Etiology of Hypertension

By Rachel Timerit

Including etiology of hypertension such as smoking. alcohol use, family history and genetics



Etiology of hypertension refers to the causes of high blood pressure. To better understand what causes hypertension there is need to visit the common classification of hypertension. Doctors classify hypertension into two namely primary hypertension which is also known as essential hypertension and secondary hypertension. Primary hypertension represents a hypertensive condition whose causes are not known. Doctors have only identified risk factors associated with essential hypertension. These have overtime been confused for hypertension causes by the general public.

These risk factors will be discussed in detail later in this article. Secondary hypertension is a class of high blood pressure whose causes are identifiable. It has been observed by doctors that secondary hypertension is largely associated with pediatric hypertension. Whereas 90 to 95 percent of hypertension sufferers have essential hypertension, only 5 to 10 percent mostly children suffer from secondary hypertension.

Secondary hypertension causes will include underlying disorders which can be medical or non-medical. The etiology of hypertension in this context will include side effects of medication, kidney disease, heart disease, liver disease and cardiovascular related ailments. In cases of secondary hypertension, hypertension etiology can be resolved by treating the underlying medical disorders. In most cases once the disorder has been resolved the cause of the hypertension disappears.

Etiology of Hypertension: Primary Hypertension

As alluded to earlier, primary essential hypertension causes remain unknown. What doctors know are risk factors associated with essential hypertension that affects the majority of people suffering from hypertension on the planet. These are as many as 75 million in the United States alone according to hypertension statistics. The following are risk factors that science has identified to predispose individuals to the onset of high blood pressure.

Race and Background

Although the reason why is unknown, studies have long established that people of Africa-American background have a higher risk of developing hypertension compared to other individuals from different backgrounds. Amongst black people, hypertension has been shown to develop earlier than it does in white people with stroke and heart attack occurring more frequently in the former group than the latter group.

Smoking and Alcohol Abuse

Nicotine in tobacco is known as much as ethanol in alcohol to damage nerves and arteries over time resulting in hypertension. This is apart from the fact that alcohol consumption and tobacco use may result in immediate to short-term blood pressure spikes. The link between alcohol and high blood pressure is well researched.

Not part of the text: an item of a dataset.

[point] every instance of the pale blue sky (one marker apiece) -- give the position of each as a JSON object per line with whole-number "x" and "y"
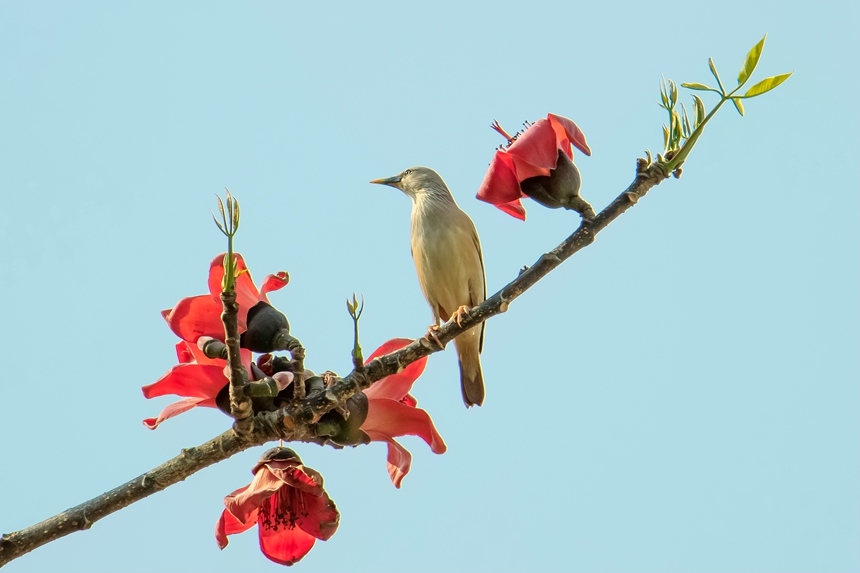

As further evidence, the National Health Services (NHS) in the UK has noted a growing rise in younger hypertension sufferers than previously due to binge drinking. Alcohol and tobacco use are important factors as far as the etiology of hypertension is concerned.

Overweight and Obesity

Being obese or overweight is an important risk factor for hypertension. This is the reason behind the recommendation by doctors to exercise in order to prevent or control already existing hypertension. The association between exercise and blood pressure is well studied. An obese or overweight individual burdens the heart resulting in it working harder and increasing blood pressure. Overweight individuals likely do not eat healthy resulting in high cholesterol consumption which is also bad for blood pressure and heart health in general.

Hereditary and Genetic Factors

A consideration of the hypertension etiology may possibly not be complete without a discussion on how family history and genetics play a role in hypertension. Doctors through studies know that individuals coming from families with a history of hypertension are likely to also develop hypertension at a certain stage in life. This assertion is equally upheld in as far as the role of genetics in hypertension is concerned. In some cases, and many, no solid cause or trace to an existing hypertensive condition can be found save for a family heritage rich in hypertension sufferers.